Medicare Part B annually spends billions to cover a limited number of outpatient prescription drugs. Generally, Part B-covered drugs are those that are injected or infused in physicians' offices or outpatient settings.

When Congress established average sales prices (ASPs) as the basis for reimbursement for Medicare Part B drugs, it also provided a mechanism for monitoring market prices and limiting potentially excessive payment amounts for these drugs. The Social Security Act mandates that OIG compare ASPs with average manufacturer prices (AMPs). If OIG finds that the ASP for a drug exceeds the AMP by 5 percent, the Social Security Act directs the Secretary of Health and Human Services to substitute the ASP-based payment amount with a lower calculated rate. Through regulation, CMS stated that it would make this reduction only if the ASP for a drug exceeds the AMP by 5 percent in the two previous consecutive quarters or three of the previous four quarters.

This data snapshot is one in a series of annual reports-produced since CMS implemented the price-substitution policy in 2013-that quantifies the savings to Medicare and its beneficiaries that result from CMS's price-substitution policy.


This data snapshot quantifies the actual and lost savings to Medicare and its beneficiaries that resulted from the price-substitution policy based on ASPs from 2020. To determine these savings, we calculated the difference between ASP-based payment and AMP-based payment for each drug with a price substitution. To calculate the savings based on 2020 ASP data, we multiplied this difference by the Medicare utilization for each drug during the time period in which the price reduction occurred-the fourth quarter of 2020 through the third quarter of 2021. We also determined the potential savings that could result from an expansion of the price substitution criteria.

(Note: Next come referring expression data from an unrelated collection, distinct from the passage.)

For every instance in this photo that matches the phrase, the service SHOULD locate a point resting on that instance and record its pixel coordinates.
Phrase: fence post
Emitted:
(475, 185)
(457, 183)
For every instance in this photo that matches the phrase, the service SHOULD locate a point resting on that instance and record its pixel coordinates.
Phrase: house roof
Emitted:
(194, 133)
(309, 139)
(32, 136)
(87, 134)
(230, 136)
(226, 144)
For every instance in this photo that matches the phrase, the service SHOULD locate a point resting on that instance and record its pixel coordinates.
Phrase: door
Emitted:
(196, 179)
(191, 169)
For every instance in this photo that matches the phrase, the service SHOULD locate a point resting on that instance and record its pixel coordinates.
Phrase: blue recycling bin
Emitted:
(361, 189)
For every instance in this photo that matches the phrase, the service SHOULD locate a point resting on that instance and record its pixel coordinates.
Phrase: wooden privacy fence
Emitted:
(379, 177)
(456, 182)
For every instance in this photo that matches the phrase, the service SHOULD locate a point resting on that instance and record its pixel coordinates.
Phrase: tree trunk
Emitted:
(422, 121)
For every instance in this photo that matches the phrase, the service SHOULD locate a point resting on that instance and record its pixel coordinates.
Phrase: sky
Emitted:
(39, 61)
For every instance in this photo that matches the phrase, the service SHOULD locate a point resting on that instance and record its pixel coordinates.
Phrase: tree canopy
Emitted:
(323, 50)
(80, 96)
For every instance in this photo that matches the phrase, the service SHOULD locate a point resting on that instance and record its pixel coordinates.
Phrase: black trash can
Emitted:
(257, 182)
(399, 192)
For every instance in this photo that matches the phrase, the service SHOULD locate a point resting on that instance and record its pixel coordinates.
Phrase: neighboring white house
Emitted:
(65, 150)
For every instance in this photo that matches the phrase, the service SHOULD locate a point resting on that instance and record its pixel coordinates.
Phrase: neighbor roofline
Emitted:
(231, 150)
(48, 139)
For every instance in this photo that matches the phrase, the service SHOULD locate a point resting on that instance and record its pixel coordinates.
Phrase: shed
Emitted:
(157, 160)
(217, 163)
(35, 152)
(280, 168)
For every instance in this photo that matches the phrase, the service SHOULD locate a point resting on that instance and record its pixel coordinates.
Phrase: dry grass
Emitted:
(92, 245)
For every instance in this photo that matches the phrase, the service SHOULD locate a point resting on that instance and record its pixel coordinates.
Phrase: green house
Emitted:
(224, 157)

Because CMS did not implement all eligible drug price reductions, savings that should have totaled $2.8 million over 1 year amounted to only $8,158. There were 11 drugs eligible for price reductions based on 2020 ASPs. However, CMS did not correctly implement price reductions for seven of these eligible drugs. Consequently, the price reductions made by CMS based on 2020 ASP data amounted to only $8,158 in actual savings-a loss of $2.8 million in savings to Medicare and its beneficiaries. CMS confirmed that it input incorrect second-quarter 2021 payment amounts for these drugs in its pricing files. In March 2022, CMS corrected the second quarter 2021 payment amounts for the seven drugs.

Medicare and its beneficiaries could realize millions in additional savings if CMS expanded its price-substitution criteria. If CMS had expanded its price-substitution criteria to include drugs that exceeded the 5-percent threshold in just a single quarter, Medicare and its beneficiaries could have saved an additional $5.4 million over 1 year for another 14 drugs.

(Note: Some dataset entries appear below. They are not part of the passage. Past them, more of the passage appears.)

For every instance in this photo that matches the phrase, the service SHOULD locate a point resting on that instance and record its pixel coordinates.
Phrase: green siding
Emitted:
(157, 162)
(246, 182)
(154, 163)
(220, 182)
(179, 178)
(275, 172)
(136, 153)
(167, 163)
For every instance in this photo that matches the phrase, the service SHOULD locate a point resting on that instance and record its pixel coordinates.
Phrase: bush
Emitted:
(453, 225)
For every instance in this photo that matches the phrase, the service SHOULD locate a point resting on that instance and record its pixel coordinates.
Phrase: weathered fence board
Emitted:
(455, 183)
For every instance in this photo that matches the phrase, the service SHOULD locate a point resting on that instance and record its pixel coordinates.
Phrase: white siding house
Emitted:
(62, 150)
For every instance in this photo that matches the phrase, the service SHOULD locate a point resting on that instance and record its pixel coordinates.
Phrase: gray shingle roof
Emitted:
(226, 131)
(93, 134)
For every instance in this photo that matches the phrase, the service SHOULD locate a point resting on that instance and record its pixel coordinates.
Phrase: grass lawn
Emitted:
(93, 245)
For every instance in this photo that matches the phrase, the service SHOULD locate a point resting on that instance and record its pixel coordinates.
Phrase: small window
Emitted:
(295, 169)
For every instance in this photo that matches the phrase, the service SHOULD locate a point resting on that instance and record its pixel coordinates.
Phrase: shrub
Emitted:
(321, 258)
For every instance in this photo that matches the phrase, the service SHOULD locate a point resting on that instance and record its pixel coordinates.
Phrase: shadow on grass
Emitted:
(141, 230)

Since 2013, Medicare and its beneficiaries have saved millions as a result of reductions in Part B drug prices. From 2013 through 2020, Medicare and its beneficiaries saved $73.1 million as a result of CMS's price-substitution policy for Part B-covered drugs.


Our findings indicate that CMS could have achieved even greater savings for Medicare and its beneficiaries by accurately implementing price reductions and expanding the price-substitution policy. Price reductions play an important role in lowering drug costs. Therefore, CMS's error in not accurately implementing all price reductions demonstrates a gap in oversight that prevented the program and its beneficiaries from realizing millions in savings. We identified an additional $5.4 million in savings that could have been realized if CMS had expanded the price substitution criteria. OIG has previously recommended that CMS expand the price substitution criteria.

OIG is conducting further work to examine CMS's oversight of ASP data and will continue to work with CMS to ensure that CMS maximizes the savings available to Medicare and its beneficiaries.